I was diagnosed with spasmodic torticollis this week - a violent, crippling pain in the neck that came from nowhere, wiped out Tuesday, most of Wednesday and thankfully has now gone away, leaving me with nothing more than a stiff neck.

After seven hours in A&E they eventually gave me diazepam - valium - which left me alternately laughing and screaming. And as such it’s hard not to think that the spasmodic torticollis represents what’s going on in my life, as I’ve been alternately laughing and screaming for a few weeks now. People seem to think that I’m doing something with my life which I’m not and the more I protest the less they believe me. Now I know how Leonard Nemoy felt when he wrote “I AM NOT SPOCK”.

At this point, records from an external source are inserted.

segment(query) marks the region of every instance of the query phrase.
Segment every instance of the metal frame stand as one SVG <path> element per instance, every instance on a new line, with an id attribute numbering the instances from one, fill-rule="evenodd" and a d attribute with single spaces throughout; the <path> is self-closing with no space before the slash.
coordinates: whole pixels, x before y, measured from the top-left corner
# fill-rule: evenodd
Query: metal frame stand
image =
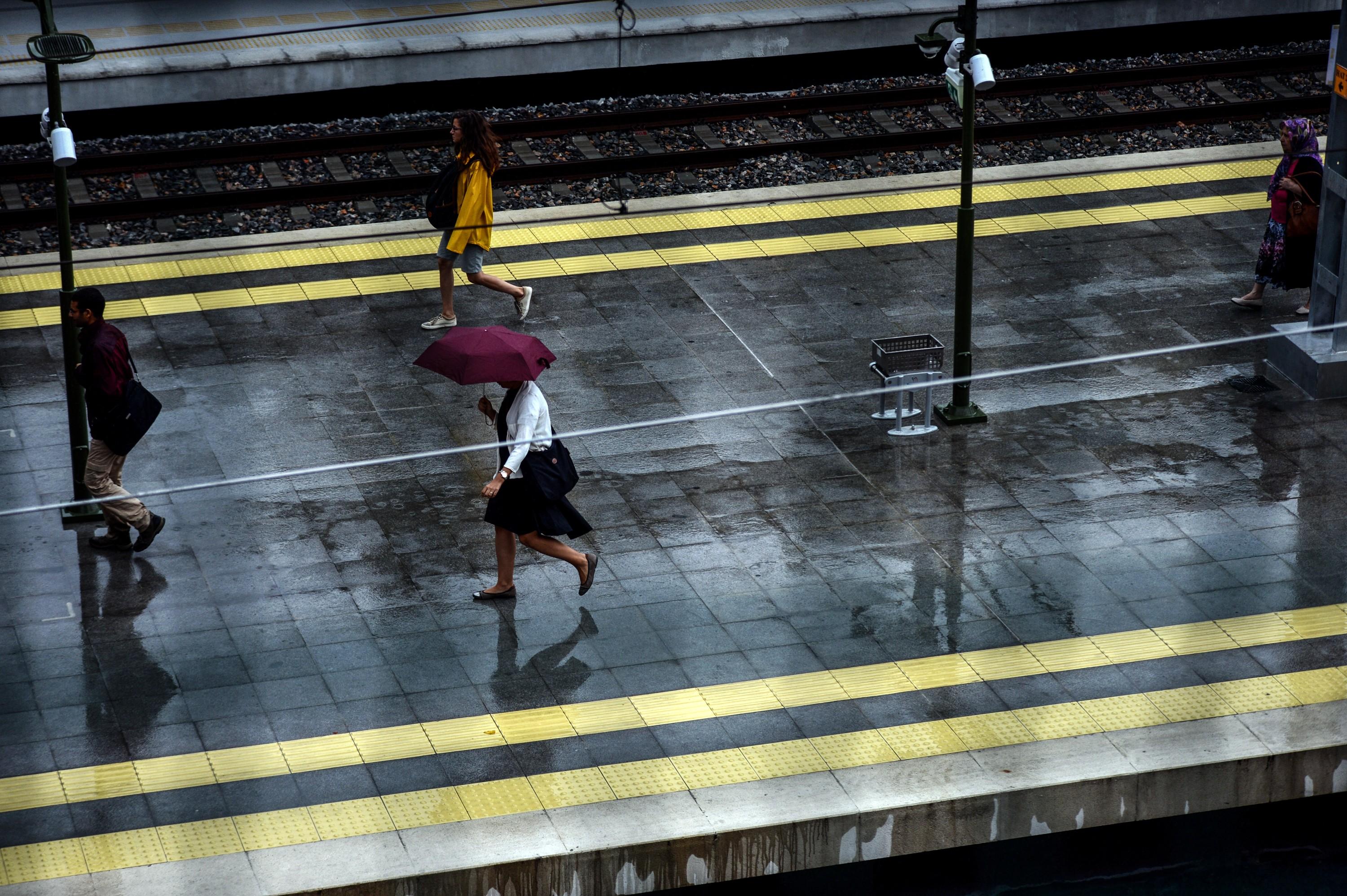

Art imitates life. Life imitates art. Spasmodic torticollis and diazepam have the last laugh.

Boris 4 Mare LOL!

I said I was voting for Ken. Well I didn’t, quite. When it came down to it, in the polling station, usual Labour party worker sitting outside demanding to see my polling card (fuck off)… I couldn’t quite bring myself to, so I voted Green first and then Ken as second preference. Looks like my guilty hope that Ken would wing it on second preference votes was mis-placed. Serves me right for having my head turned by a very slick Green Party leaflet. And having my head turned by the Green Party candidate…

Cats - a cautionary tale

Cats. And the consequences of cats. Listen, watch and learn:
http://climbtothestars.org/archives/2008/04/24/the-neighbours-cat-won/

Why I’m Voting for Ken

Until a few days ago, I had no idea if I was going to vote for Boris or Ken. I don’t really want either of them to win, but despite never having voted Tory in my life, I was tempted to vote for Boris. Why? Because it would be quite funny watching him fuck things up so royally. He’d fuck them up so badly it would, eventually, be bad enough even to wipe that silly impish grin off his face.

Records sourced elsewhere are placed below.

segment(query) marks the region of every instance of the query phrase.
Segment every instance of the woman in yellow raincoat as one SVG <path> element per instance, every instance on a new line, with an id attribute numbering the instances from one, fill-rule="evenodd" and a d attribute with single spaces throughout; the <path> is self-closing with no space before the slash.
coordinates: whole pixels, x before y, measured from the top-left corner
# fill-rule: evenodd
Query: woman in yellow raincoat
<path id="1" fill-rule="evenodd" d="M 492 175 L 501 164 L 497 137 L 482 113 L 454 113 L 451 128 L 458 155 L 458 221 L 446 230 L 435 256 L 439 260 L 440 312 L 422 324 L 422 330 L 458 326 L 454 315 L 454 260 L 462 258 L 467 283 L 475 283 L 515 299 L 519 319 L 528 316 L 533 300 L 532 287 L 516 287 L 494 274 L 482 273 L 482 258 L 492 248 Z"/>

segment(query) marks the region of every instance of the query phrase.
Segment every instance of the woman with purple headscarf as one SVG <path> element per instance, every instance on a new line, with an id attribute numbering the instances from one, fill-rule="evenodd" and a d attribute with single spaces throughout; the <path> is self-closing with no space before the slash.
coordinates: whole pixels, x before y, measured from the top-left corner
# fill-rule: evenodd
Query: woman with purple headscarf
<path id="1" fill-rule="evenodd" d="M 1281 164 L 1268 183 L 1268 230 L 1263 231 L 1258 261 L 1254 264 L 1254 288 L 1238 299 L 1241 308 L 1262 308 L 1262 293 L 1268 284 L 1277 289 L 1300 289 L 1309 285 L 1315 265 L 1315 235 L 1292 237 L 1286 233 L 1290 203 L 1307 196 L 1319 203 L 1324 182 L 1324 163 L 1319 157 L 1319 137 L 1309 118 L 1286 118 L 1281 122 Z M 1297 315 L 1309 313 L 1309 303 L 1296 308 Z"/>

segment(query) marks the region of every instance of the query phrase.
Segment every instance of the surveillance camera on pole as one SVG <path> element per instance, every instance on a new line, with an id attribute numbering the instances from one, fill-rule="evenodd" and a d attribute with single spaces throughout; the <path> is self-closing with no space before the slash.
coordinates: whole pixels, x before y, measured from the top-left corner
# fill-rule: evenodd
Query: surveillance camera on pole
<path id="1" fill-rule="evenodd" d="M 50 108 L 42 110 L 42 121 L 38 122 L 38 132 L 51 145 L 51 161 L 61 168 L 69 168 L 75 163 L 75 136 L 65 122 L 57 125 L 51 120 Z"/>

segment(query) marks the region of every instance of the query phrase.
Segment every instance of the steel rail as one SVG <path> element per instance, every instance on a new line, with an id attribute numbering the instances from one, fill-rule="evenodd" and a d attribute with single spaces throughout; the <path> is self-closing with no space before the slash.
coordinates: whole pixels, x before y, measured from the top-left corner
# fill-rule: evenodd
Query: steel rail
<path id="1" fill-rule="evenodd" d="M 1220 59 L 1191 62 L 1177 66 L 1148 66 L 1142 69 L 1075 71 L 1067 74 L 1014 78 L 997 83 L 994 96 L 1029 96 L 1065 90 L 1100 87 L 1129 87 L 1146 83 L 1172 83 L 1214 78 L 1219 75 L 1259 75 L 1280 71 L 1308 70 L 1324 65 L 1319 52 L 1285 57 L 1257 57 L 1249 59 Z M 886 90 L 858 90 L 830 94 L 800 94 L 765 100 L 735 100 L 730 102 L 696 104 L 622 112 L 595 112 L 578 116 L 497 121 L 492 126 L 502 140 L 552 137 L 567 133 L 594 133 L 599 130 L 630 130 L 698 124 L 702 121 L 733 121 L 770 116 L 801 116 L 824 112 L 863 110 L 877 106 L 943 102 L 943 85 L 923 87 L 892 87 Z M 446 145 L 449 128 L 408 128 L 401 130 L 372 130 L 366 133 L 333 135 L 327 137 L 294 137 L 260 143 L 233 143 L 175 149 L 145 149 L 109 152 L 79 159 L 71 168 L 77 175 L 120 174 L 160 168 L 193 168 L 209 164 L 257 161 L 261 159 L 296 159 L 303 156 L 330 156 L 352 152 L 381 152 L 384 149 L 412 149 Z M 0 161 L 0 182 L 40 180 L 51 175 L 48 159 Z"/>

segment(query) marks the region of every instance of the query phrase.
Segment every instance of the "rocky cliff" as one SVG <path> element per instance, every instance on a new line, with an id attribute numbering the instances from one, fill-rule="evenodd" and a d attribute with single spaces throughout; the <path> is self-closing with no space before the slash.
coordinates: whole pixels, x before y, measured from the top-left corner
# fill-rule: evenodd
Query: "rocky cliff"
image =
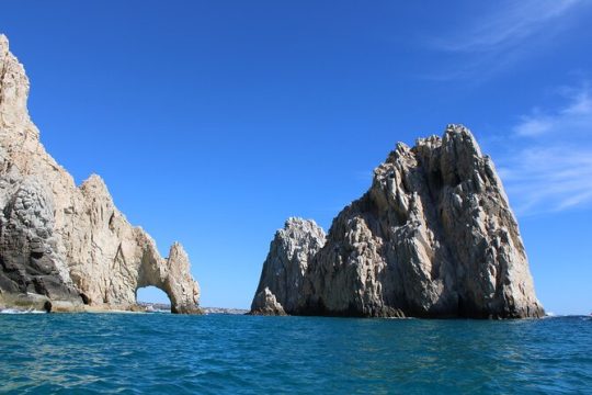
<path id="1" fill-rule="evenodd" d="M 29 79 L 0 35 L 0 305 L 47 311 L 128 309 L 153 285 L 173 313 L 197 313 L 187 255 L 155 241 L 115 207 L 100 177 L 77 187 L 44 149 Z"/>
<path id="2" fill-rule="evenodd" d="M 371 189 L 333 221 L 327 240 L 303 223 L 291 219 L 276 234 L 253 313 L 544 314 L 501 181 L 463 126 L 412 148 L 398 144 L 375 169 Z"/>

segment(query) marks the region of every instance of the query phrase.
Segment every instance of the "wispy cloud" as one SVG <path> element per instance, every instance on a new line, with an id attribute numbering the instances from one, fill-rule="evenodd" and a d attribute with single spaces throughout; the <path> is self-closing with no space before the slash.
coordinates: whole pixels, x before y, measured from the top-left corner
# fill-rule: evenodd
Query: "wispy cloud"
<path id="1" fill-rule="evenodd" d="M 499 160 L 519 214 L 592 204 L 592 95 L 588 83 L 562 91 L 562 105 L 520 117 L 510 140 L 521 148 Z"/>
<path id="2" fill-rule="evenodd" d="M 433 38 L 431 45 L 452 56 L 436 79 L 487 77 L 527 56 L 537 44 L 550 38 L 569 23 L 569 15 L 587 0 L 494 1 L 485 4 L 466 24 L 451 26 L 449 33 Z"/>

I know he plays up his buffoonery, I know he’s not as stupid as he’d like us to believe, but he’s clearly out of his depth. I’ve only watched one debate but Ken wiped the floor with him rather neatly, I thought. Studio floor came up lovely. That mop of blond hair is clearly good for something.

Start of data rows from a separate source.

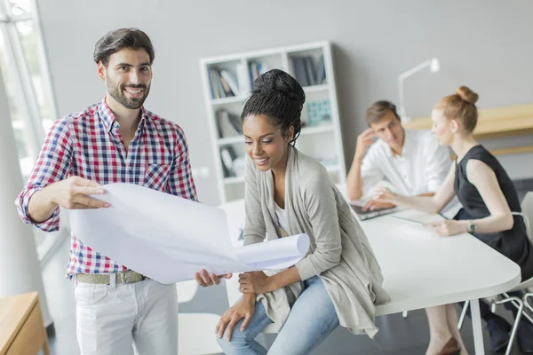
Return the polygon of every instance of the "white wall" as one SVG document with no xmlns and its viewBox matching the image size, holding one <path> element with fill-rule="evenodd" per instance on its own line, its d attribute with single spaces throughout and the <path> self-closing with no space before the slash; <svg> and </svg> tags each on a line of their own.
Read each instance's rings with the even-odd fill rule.
<svg viewBox="0 0 533 355">
<path fill-rule="evenodd" d="M 40 0 L 44 40 L 60 113 L 100 100 L 92 51 L 107 31 L 138 27 L 152 38 L 155 79 L 147 107 L 185 130 L 200 198 L 218 203 L 214 158 L 200 78 L 201 57 L 330 40 L 338 85 L 345 153 L 351 162 L 365 108 L 379 99 L 397 101 L 396 78 L 431 57 L 442 71 L 406 82 L 411 116 L 427 115 L 442 96 L 466 84 L 481 108 L 533 100 L 533 2 L 491 1 L 171 1 Z M 512 142 L 507 140 L 507 142 Z M 511 144 L 511 143 L 509 143 Z M 505 158 L 512 177 L 533 154 Z M 529 168 L 533 169 L 533 168 Z"/>
</svg>

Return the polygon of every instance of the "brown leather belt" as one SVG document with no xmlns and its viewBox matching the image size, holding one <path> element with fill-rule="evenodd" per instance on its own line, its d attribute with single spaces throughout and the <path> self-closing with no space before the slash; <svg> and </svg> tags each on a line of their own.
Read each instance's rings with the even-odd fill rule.
<svg viewBox="0 0 533 355">
<path fill-rule="evenodd" d="M 143 280 L 147 279 L 146 276 L 130 270 L 125 272 L 116 272 L 112 274 L 76 273 L 76 280 L 78 282 L 109 285 L 111 283 L 110 280 L 112 275 L 115 275 L 116 283 L 133 283 L 142 281 Z"/>
</svg>

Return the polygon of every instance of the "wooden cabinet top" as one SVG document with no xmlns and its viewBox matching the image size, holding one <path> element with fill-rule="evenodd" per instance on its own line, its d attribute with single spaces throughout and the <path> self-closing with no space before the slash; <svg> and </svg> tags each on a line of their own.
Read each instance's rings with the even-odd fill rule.
<svg viewBox="0 0 533 355">
<path fill-rule="evenodd" d="M 0 298 L 0 354 L 7 351 L 37 302 L 36 292 Z"/>
<path fill-rule="evenodd" d="M 430 130 L 431 118 L 417 117 L 402 122 L 411 130 Z M 533 104 L 479 110 L 478 123 L 473 130 L 477 138 L 515 136 L 533 133 Z"/>
</svg>

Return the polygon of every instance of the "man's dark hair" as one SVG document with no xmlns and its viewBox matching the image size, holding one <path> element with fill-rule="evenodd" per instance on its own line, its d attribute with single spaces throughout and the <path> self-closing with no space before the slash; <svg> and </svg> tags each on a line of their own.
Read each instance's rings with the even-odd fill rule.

Then I read Charlie Brooker’s very funny Guardian column on why he’s voting for Ken, and that helped sway me. That and the fact that if the Evening Standard want Ken to lose so badly, it’s got to be worth voting for him just to spite them. Recent issues of the Evening Standard are reminiscent of the 1980s Private Eye spoof Daily Mail headline: AIDS THREAT TO LABOUR VOTERS: VOTE TORY AND WIN A MAESTRO. They make Robert Mugabe look like a subtle spin-meister.